Lipitor recall shares pallets, Puerto Rico with Tylenol, Glumetza

Musty odors are at it again, this time driving a Pfizer recall of the cholesterol-fighting blockbuster Lipitor. The drug giant recalled 191,000 of the 40-mg, 90-count bottles in August, following three complaints.

This may be a case of bad luck coming in threes: the three-complaint Pfizer recall marks the third musty-odor recall this year from what appears to be three Puerto Rican manufacturing sites.

The three complaints yield a malodorous-bottle frequency of less than one in a million, the company says. Three additional lots supplied by Pfizer to a generics-maker also were recalled. All of the recalled bottles originate from the same batch.

Pfizer says it is working with the bottle maker to determine the cause, which is unlikely harmful.
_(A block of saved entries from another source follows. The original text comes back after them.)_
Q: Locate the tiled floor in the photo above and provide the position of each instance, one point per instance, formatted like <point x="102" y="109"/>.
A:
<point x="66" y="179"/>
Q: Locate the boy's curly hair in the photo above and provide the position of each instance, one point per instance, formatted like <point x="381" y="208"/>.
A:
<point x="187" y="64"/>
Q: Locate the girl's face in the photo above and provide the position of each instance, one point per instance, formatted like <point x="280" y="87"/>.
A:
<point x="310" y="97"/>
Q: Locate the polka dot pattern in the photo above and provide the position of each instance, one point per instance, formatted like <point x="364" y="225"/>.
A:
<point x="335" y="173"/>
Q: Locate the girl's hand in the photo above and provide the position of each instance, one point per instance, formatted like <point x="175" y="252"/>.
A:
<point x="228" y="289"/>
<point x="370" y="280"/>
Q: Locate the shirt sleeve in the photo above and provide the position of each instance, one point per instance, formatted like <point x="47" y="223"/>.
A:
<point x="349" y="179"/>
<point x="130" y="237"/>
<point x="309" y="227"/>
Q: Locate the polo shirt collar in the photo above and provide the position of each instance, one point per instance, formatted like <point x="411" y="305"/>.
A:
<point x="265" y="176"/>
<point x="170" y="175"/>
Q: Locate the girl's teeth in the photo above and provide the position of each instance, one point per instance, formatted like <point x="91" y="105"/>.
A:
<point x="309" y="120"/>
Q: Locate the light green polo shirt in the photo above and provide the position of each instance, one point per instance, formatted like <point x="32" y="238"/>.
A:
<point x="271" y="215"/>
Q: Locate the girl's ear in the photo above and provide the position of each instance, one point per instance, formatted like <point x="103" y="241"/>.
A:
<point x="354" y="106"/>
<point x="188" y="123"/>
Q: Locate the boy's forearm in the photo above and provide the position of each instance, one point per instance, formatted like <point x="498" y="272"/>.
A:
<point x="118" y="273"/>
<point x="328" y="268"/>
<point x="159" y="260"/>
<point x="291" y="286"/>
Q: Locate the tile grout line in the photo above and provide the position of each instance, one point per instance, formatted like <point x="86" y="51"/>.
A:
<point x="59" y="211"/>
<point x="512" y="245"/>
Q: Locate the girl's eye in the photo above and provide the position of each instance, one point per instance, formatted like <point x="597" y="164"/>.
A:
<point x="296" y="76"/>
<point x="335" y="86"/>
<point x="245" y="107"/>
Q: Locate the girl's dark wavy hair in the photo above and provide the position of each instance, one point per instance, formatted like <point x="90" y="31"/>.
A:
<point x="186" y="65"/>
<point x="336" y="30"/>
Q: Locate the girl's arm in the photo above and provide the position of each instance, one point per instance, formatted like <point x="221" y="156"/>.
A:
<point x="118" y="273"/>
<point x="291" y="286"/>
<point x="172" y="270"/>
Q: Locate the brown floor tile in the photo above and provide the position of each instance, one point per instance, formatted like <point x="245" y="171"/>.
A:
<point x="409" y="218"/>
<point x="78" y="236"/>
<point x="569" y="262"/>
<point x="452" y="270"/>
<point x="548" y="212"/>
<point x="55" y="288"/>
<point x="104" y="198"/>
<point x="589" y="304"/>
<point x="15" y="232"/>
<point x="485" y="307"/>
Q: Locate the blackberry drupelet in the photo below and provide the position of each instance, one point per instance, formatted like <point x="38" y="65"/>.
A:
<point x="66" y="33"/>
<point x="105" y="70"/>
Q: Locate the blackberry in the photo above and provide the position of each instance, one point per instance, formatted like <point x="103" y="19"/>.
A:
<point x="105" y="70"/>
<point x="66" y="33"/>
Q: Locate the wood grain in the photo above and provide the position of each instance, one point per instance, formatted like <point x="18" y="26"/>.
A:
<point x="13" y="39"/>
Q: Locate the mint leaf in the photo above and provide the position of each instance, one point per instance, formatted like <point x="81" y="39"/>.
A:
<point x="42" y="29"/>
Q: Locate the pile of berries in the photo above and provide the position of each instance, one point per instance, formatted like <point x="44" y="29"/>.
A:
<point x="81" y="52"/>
But the October 6, 2010, FDA enforcement report cites chemical contamination and names 2, 4, 6 tribromoanisole as the culprit. That's the same transgressor fingered in the Depomed recall of diabetes drug Glumetza last June. And the chemical gained notoriety in last December's Johnson & Johnson/McNeil recall of six million bottles of Tylenol arthritis caplets. The contaminant is a byproduct of a fumigant used on wooden shipping pallets.

Pfizer is not yet convinced, according to Consumer Ally. The TBA contaminant was detected at low levels but hasn't been confirmed as the source of the odor.   

The recalled Lipitor, distributed in the U.S. and Canada, was made by a contractor that Pfizer didn't identify. But the FDA names packager Rexam, of Las Piedras, Puerto Rico, as one of the recalling manufacturers. Both the recalled Tylenol and Glumetza products also were manufactured in Puerto Rico.